Hintergründe zu den Übergriffen in Köln

Zuletzt waren zunehmend Rücktrittsforderungen gegen Albers laut geworden. Unter anderem war Kölns Oberbürgermeisterin Henriette Reker (parteilos) deutlich auf Distanz gegangen. Dem Polizeipräsidenten wurde unter anderem vorgeworfen, die Öffentlichkeit nach den Übergriffen nicht rechtzeitig informiert zu haben und Informationen unter anderem über die Herkunft der Verdächtigen zurückgehalten zu haben.

Die Polizei habe nun die Aufgabe, die Vorfälle in der Silvesternacht vollständig aufzuarbeiten „und die notwendigen Konsequenzen zu ziehen“, betonte Jäger in der Mitteilung. „Die Menschen wollen zurecht wissen, was in dieser Silvesternacht passiert ist, wer die Täter sind und wie solche Vorfälle zukünftig verhindert werden können.“

Festgenommene wieder frei

Zwei am Freitag wegen der Übergriffe in der Kölner Silvesternacht festgenommene Männer sind derweil wieder auf freiem Fuß. Der Tatverdacht gegen die beiden habe sich nicht erhärtet, sagte Staatsanwalt Benedikt Kortz der Deutschen Presse-Agentur am Freitagnachmittag. Bei den 16 und 23 Jahre alten Männern aus Marokko und Tunesien sollen nach Polizeiangaben Handys sicher gestellt worden sein. WDR und „Kölner Stadt-Anzeiger“ hatten berichtet, die Videos zeigten Ausschreitungen und Übergriffe auf Frauen. Außerdem sei ein Zettel mit arabisch-deutschen Übersetzungen von sexistischen Begriffen sichergestellt worden. Zu diesen Details wollte sich der Staatsanwalt nicht äußern.

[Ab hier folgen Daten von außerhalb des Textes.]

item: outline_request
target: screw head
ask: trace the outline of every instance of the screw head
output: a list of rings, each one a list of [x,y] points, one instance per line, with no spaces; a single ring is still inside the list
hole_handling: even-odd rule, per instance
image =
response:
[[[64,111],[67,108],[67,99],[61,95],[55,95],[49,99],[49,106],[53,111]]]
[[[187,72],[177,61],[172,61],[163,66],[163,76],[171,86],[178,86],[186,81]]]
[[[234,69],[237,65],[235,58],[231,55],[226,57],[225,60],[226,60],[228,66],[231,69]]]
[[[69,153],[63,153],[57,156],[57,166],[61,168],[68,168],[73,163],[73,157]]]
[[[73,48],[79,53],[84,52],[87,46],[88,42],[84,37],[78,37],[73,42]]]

Insgesamt hat die Landespolizei 19 Tatverdächtige ermittelt, sagte eine Sprecherin am Freitag. 170 Anzeigen seien im Zusammenhang mit den Vorfällen der Silvesternacht eingegangen, rund 120 davon hätten sexuelle Übergriffe zum Hintergrund.

Der Bundespolizei sind nach eigenen Angaben mittlerweile 32 Tatverdächtige namentlich bekannt und identifiziert. Unter den Tatverdächtigen seien auch 22 Asylbewerber. Bei diesen Delikten handele es sich aber überwiegend um Körperverletzungen und Diebstähle. Sexualdelikte seien bisher nicht mit den Asylbewerbern in Verbindung gebracht worden. Verdächtige seien in diesen Fällen auch noch nicht ermittelt.